Déjà trois ans depuis la sortie de "Pure", mais il semblerait que ce soit devenu le régime de croisière de Pendragon. Et si ce délai peut paraître long, la bande à Barrett sait nous faire patienter en émaillant ces temps d'attente de témoignages 'live'.
Chaque annonce d'un nouvel album de Pendragon alimente les spéculations, les fans anciens espérant un nouveau "Masquerade ..." et les plus jeunes souhaitant un nouveau "Pure". Si la nouvelle orientation musicale du groupe déçoit peu ou prou les aficionados du néo aérien, elle accroche un nouveau public plus jeune et plus orienté metal. Est-ce que ce nouvel opus dénommé "Passion" va encore une fois les déchainer (les passions !) ? Rien de tel que l'écoute pour se faire sa propre opinion. C'est donc avec "Passion" que débute l'album (c'est à dire avec le morceau qui porte le même titre que l'album), une composition qui commence tout en douceur et se muscle vers la deuxième minute sans pour autant donner dans le métal hurlant. On y retrouve avec plaisir la voix rocailleuse de Nick Barrett posée sur lit de rock punchy, sans solo ni de guitare ni de claviers, et qui, malgré ses 5'27, parait diablement court !

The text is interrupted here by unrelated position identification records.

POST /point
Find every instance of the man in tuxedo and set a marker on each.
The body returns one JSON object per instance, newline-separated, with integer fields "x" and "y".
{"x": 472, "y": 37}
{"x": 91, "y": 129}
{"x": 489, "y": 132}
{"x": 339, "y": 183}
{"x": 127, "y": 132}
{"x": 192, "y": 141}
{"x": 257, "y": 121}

"Empathy" démarre, directement enchaîné à "Passion" et semble en être la continuité parfaite. Ce titre est une des deux pièces épiques de l'opus (11'20) et il reprend complètement l'ambiance de l'introduction jusque dans des paroles communes : "Passion ? Give me some empathy". Sa généreuse durée permet à Barrett de nous asséner un solo dont il a le secret, bourré de feeling, auquel le 'sieur' Nolan répondra par une petite ballade pianistique débouchant sur une envolée symphonique de synthé. Le ton est donné, Pendragon n'a rien perdu de sa fougue et de son lyrisme. Et, puisque nous avons affaire à du prog, nous retrouvons les bons vieux trucs du chef : breaks, bruitages, chant doublé, riffs ronflants, .... tout ça étant utilisé ici avec des dosages savamment équilibrés et sans abus. Le temps d'évoquer la recette du bon néo qui réjouit le cœur de l'amateur et nous voilà arrivés à la deuxième compo longue : "This Green And Pleasant Land". Si les premières minutes sont calmes comme une promenade bucolique, le niveau monte lentement vers un break (vers 9'10) où le rythme s’emballe pour un final qui pète le feu !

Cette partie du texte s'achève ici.